第3話

「――ようこそ、リーシャ王国へ!

 私は君達を歓迎するよ。ニホンのおふたり!」


 ティアさんの案内で謁見の間に辿り着くと、すでに王様は玉座に着いていた。


 スーツに赤いネクタイを着けた出で立ちで、歳は俺よりやや上――三十路までは行っていないんじゃないだろうか。


 謁見の間は左右に大理石の柱が並び、その間を入り口から、一段高くなった玉座まで赤絨毯が敷かれている。


 柱の向こうの壁面には大きなガラスが嵌められていて、謁見の間はすごく見晴らしのいい展望台のような造りになっていた。

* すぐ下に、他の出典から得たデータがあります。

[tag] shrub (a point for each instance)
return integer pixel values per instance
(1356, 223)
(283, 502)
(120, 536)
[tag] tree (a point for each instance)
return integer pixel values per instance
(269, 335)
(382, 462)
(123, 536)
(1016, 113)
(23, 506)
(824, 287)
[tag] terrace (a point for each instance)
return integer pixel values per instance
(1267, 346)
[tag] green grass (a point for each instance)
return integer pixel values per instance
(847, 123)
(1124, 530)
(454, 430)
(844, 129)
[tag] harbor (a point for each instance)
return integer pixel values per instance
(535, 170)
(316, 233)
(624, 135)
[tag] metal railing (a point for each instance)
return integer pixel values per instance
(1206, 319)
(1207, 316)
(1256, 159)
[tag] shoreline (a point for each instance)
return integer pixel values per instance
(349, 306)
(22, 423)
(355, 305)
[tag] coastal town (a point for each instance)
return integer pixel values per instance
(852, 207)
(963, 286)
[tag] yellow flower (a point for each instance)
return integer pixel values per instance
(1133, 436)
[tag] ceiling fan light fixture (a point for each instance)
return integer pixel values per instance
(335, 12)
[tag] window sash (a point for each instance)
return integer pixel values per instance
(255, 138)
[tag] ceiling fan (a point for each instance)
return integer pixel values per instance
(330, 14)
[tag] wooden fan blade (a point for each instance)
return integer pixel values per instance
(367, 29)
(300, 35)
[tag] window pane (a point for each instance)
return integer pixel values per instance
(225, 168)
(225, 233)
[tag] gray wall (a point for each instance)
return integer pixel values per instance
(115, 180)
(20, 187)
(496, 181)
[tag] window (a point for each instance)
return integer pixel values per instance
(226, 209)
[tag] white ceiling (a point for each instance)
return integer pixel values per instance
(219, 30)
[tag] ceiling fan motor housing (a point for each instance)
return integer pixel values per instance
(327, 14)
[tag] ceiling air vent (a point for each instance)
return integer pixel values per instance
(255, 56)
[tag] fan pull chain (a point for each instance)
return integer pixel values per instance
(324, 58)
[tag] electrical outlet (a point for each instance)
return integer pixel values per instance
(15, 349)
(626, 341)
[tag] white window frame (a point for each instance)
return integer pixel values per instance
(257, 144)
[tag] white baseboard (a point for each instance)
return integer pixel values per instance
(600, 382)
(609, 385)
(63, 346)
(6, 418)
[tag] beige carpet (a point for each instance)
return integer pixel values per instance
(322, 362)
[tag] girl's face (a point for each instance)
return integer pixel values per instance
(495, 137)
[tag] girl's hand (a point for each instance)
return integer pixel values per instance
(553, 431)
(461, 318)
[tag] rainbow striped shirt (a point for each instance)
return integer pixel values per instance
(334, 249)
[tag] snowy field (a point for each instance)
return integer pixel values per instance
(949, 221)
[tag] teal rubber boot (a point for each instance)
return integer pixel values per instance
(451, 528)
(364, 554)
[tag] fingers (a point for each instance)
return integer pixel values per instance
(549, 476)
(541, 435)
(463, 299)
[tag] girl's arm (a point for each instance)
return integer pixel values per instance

 礼儀なのだろうか――跪くティアさんに倣うべきか、俺とタマちゃんが迷っている間に、王様は両手を広げて楽しげにそう告げた。


「あ、ありがとうございます」


 そう告げて跪こうとするけれど、王様は手を振ってそれを制する。


「おふたりは客人であって、臣下ではない。

 礼など不要だ」


 笑顔で言いながら、王様は脇に控えた男性――執事なのだろうか――に目配せする。


 彼が懐からベルを取り出して鳴らすと、謁見の間の入り口が開いて、メイドさん――秋葉原なんかで見かけるミニスカートじゃない、本物な感じのメイドさんだ――が、俺とタマちゃんに椅子を用意してくれた。


 ふたりで戸惑っていると。


「――どうぞ、おかけください」


 ティアさんがそう教えてくれて、俺達は椅子に座る。


 王様もまた、玉座に座り、楽しげに足を組んでティアさんを見下ろした。


「――して、ティアリスよ。

 此度はおふたりをどちらへ?」


「はい。モーティア領の浮遊岩にて飛びトカゲ観察をした後、奏風環をご覧頂く予定になっております」


 王様に尋ねられて、ティアさんは俺達の観光ツアーを説明する。


「やはりあの地はニホンの方々に人気だな。

 今の時期なら、飛びトカゲは繁殖期だ。上手く行けば、彼らの唄が聞けるやもしれんな」


「唄?」


 首を傾げる俺達に、王様は苦笑。


「おっと、すまない。ネタバレは良くない事であったな。

 おふたりの楽しみを奪うところであった。

 現地でティアが説明してくれるだろう。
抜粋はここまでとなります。